Email Users Can’t Count on Privacy Protections (via Wall Street Journal)
It was a bad week for email privacy. The entire General Petreaus affair affair hinged on a law that allows government agencies to request access to personal email accounts if they have an easy-to-obtain warrant. In the general’s case, a woman in Florida claimed she received threatening emails from Paula Broadwell. The FBI investigated and uncovered the Broadwell’s affair with Petreaus, most of which was chronicled in tens of thousands of messages in the draft folder of a shared Gmail account. The most unsettling part of the story is that the number of government increases for personal inbox access is on the rise. Google reported that it received 8,000 of them in the first half of this year, up 34% from last year. And it complied with 90% of the requests. Is this news going to suppress your open rate? Probably not directly, no. But what makes email such an important marketing channel is that it is indispensible for 1-to-1 personal communications. If people start to leave their personal lives out of email and use it only for business, engagement with that channel – and the brands who occupy it – will drop.

76% of Mobile Users Will Swap Their Email Address for Offers (via Marketing Charts)
At least if privacy is going down the tubes, email marketers can find some way to benefit from it. What is interesting about this study by McAfee Software is that mobile users are quick to give up their email address for a coupon or discount, but only 36% will provide their phone numbers. To me, this says that the next subscriber battleground will be for TXT subscribers. Consumers protect that channel with vigilance, meaning any brand that does gain access has earned and will enjoy engagement.

60% of Companies Do Not Consider Consumer Privacy a Priority (via DM News)

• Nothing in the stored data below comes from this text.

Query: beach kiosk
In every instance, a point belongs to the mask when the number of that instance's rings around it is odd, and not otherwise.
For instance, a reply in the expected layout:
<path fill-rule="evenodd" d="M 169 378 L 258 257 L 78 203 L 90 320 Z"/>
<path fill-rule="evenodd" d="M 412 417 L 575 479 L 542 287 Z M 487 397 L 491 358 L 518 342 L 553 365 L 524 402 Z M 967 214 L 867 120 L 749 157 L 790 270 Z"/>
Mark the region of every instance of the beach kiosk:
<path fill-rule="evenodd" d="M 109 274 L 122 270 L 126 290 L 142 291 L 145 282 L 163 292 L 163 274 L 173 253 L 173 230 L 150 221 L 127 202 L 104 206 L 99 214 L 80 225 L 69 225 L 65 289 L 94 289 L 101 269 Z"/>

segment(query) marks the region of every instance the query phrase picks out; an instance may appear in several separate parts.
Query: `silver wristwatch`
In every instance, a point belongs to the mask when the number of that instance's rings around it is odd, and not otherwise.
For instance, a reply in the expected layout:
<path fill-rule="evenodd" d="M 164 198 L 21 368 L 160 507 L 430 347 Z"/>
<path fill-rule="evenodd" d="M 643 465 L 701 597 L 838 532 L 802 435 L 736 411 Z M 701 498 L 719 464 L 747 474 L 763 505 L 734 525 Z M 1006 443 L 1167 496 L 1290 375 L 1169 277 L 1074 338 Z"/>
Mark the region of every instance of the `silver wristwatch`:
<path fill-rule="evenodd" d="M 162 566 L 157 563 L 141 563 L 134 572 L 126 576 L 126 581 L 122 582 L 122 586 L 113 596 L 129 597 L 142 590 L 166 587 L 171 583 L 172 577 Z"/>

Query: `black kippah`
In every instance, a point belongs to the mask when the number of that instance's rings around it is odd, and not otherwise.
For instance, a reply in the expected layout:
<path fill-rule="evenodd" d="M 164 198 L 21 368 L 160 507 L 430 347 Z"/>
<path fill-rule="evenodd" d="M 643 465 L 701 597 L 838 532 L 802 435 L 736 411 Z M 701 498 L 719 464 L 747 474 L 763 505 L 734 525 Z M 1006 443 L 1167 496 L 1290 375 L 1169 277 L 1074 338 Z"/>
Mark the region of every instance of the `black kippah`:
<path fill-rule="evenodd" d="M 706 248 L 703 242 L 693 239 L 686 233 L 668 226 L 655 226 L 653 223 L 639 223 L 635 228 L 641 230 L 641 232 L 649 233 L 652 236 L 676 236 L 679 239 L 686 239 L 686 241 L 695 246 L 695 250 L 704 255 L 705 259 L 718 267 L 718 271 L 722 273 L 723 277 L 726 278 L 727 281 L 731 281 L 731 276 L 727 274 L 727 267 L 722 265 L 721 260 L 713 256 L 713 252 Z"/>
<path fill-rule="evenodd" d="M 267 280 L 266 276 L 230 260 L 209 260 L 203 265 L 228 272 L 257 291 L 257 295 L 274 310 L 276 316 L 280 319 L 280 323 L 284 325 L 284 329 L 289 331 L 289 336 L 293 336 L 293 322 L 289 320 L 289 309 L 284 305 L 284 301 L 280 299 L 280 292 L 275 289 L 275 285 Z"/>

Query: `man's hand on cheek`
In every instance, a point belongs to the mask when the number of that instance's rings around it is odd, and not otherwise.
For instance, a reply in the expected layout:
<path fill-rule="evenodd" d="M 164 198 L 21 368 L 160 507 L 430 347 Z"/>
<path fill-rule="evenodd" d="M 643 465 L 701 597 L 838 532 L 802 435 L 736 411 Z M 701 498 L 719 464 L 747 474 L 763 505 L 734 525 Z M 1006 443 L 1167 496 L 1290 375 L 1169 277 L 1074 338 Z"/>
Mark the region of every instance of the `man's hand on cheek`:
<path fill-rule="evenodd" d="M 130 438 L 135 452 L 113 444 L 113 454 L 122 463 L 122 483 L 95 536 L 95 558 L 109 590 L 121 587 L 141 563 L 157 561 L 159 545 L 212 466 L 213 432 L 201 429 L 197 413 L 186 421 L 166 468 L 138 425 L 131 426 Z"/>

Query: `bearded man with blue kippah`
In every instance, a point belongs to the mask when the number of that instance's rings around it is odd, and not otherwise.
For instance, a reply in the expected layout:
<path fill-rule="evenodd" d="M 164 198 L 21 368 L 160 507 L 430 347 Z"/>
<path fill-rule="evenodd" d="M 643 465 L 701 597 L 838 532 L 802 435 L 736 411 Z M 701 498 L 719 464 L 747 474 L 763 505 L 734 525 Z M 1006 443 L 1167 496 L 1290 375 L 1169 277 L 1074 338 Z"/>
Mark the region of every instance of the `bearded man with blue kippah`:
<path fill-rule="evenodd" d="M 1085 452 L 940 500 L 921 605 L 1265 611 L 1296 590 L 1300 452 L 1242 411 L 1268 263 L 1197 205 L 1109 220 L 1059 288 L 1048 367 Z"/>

A study by PR firm Edelman that surveyed 6400 executives from 20 countries has found that 60% don’t think their company prioritizes consumer privacy, and more than half believe that if they were embroiled in a privacy scandal it wouldn’t damage their brands. Now if I began this week’s recap with this article your response may well be one of outrage or even contempt for all these companies that don’t care about their customers’ privacy. But really, why should they? The government doesn’t value consumer email privacy and consumers themselves will trade it away for free shipping. Why should brands bend over backwards to preserve it? Now I’m only half serious here, but the half that is looks forward to a time when access to an email address becomes as ubiquitous as access to a mailing address. This industry fought off a spam crisis once but if it happens again there is a good chance that our customers will jettison email for other channels, none of which were as readily available in 2005. Email privacy matters, even if it’s only to preserve the years of time and hundreds of thousands of dollars your company has spent building up the email channel it relies on so heavily.